Here’s a little board:
It’s based around the Princeton Technology PT2399 chip, a CMOS echo/delay processor. The board adds the requisite support circuitry to take an audio input signal and add reverb to it.
I got this from an eBay seller who lists it somewhat hilariously as “DC 6-15V PT2399 Microphone Reverb Plate Reverberation Board No Preamplifier”. I don’t think there’s a very big plate inside that chip. Anyway, the price is right. Shipped from Shenzhen, China, I paid roughly $3.50 each… for five of them, because why not? Normally I’m not a fan of buying stuff from Chinese eBay sellers if it’s something I have a real emotional investment in actually receiving and being able to use, but this was a “let’s play with this” kind of a purchase. Worst case scenario, it wouldn’t show up or would be unusable and I would be unable to get a refund. Unlikely, and not that big a deal even if so. But in fact they did show up (took about three weeks) and worked.

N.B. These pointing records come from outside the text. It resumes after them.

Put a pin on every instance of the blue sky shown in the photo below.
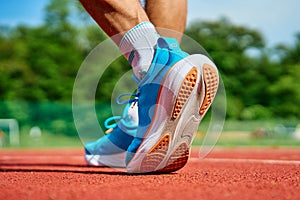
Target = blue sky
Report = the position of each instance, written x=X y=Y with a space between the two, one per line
x=277 y=20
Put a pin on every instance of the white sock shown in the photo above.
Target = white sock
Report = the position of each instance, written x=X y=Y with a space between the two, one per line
x=137 y=46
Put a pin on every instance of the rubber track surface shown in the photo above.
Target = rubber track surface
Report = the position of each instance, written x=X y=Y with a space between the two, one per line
x=224 y=174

I learned of this board via this instructable for building a standalone echo/reverb box. Which might be a thing I’d like to do at some point, but for now it’s turning into a Eurorack module.
What happens in the chip is it digitizes the input, stores it, and sends it via a DAC to the output after some delay. In the external circuit the output’s fed back to the chip, and is mixed with the dry input to become the board output.

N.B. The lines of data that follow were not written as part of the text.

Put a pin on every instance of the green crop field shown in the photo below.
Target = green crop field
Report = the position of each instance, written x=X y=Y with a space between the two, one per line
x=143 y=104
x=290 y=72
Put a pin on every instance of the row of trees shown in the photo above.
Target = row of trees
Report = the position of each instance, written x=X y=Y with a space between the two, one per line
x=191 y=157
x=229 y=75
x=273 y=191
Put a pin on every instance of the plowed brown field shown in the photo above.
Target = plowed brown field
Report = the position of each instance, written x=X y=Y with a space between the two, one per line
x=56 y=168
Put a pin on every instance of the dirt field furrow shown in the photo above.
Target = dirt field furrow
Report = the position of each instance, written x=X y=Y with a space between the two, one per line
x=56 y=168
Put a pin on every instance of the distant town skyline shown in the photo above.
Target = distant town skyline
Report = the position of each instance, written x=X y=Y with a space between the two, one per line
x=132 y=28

The relative amount of dry and delayed signal in the output — the reverb level — is set by the potentiometer. So you can just put 6 to 15V on the VCC terminals, send in an audio signal on the input header, and take the signal off the output header into your system and, voila, reverb.
But there is a second parameter to this system, and that’s the delay time. It’s controlled by the resistance between pin 6 and ground, and on this board that’s a fixed 15kΩ SMT resistor labeled R27. However, near that resistor are three pads labeled S G G. If R27 is removed and a pot is connected to those pads, then you have a knob to vary the delay time.

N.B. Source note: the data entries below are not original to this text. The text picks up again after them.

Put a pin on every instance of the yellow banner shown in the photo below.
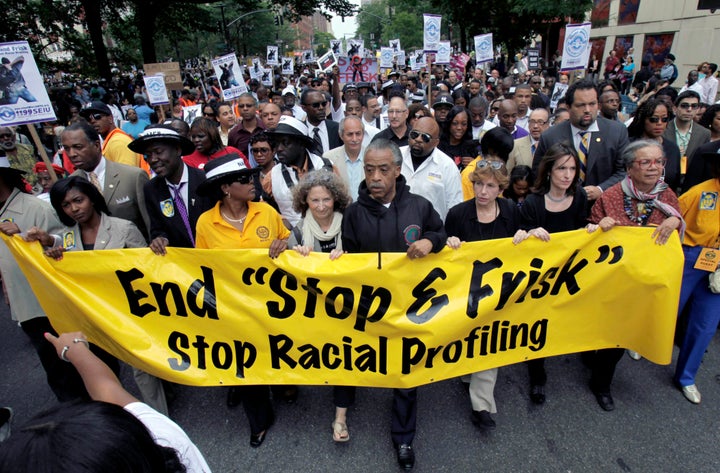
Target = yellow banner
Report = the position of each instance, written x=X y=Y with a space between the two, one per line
x=214 y=317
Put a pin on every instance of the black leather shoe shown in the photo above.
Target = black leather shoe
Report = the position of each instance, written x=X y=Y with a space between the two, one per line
x=233 y=396
x=257 y=439
x=537 y=394
x=605 y=401
x=406 y=456
x=483 y=420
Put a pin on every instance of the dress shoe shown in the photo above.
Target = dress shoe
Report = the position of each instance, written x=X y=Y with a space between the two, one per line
x=234 y=396
x=537 y=394
x=691 y=393
x=605 y=400
x=406 y=456
x=483 y=420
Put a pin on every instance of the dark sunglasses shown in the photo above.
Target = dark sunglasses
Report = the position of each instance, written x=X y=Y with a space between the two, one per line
x=414 y=135
x=322 y=104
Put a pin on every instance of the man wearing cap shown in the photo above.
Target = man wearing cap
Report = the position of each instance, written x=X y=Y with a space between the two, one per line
x=442 y=106
x=388 y=217
x=292 y=145
x=398 y=130
x=669 y=70
x=248 y=126
x=171 y=199
x=121 y=185
x=19 y=213
x=114 y=140
x=290 y=98
x=428 y=171
x=322 y=132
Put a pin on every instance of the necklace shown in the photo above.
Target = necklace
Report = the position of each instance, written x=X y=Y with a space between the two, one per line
x=553 y=199
x=644 y=209
x=233 y=220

You also have a way to lock up the board and render it useless, which is what happens if there’s less than 2kΩ from pin 6 to ground when the chip is powered up. If you want a very short delay time you can use a few components to make an anti latch up circuit (see the Electrosmash page linked above), or if not you can just add a series resistor.
I cut away R27, literally cut away with diagonal cutters. The delay time pot could be mounted on the board, but inconveniently enough it’s on a different edge than the level pot, which is less than ideal for a module panel! So I put the delay time pot on a perfboard and ran wires to the pads on the PT2399 board. I used a 50kΩ pot in series with a 2.2kΩ resistor. Here we are with the pot, resistor, and a power header mounted on the perfboard and connected to the PT2399 board.
I tested that and was satisfied with it. I also noticed the combination of those two boards was too long to fit between Eurorack rails. Oops. Time for the Dremel. I cut the perfboard a little shorter, leaving room to mount two jacks — then failed to find any jacks available that are perfboard friendly and would align to the same panel plane as those potentiometers, let alone to both the same panel plane and the same center line. So I cut the perfboard a lot shorter and went with panel mount jacks.
I drew up panel graphics and printed them on self adhesive label paper which I then sprayed with clear paint. I cut the graphic large, stuck it down to a blank panel, and trimmed it to size. Then I spread some CA glue around the edges. Once that was dry I sanded the edges to get them smooth and straight.
I drilled the holes using a step drill on a drill press. In the end the panel is… okay. The finish isn’t as even as I’d like it, and I think the label paper interfered with getting clean drill holes. The area around the bottom hole particularly, the first one I did, looks messy. Next panel I do, I’m going to try a few different ideas. This one’s not bad though.
Then it was just a matter of mounting the boards using the pots as support, and adding and wiring the panel jacks. On the bottom of the boards I epoxied a small piece of scrap perfboard across the two, to keep them from flexing while twisting the pots. And done.
Almost done. Needs knobs.
How’s it work? Pretty good. I mean, it’s not the world’s greatest reverb/echo module. It may be one of the world’s cheapest, though. I estimate the total parts cost was about $13.50.
I have four of these boards left. Could build a quad module! Or not. Hm, but maybe a dual module. With CV control. Use vactrols or photo FETs or something? Or maybe save the ambition for something more worthwhile?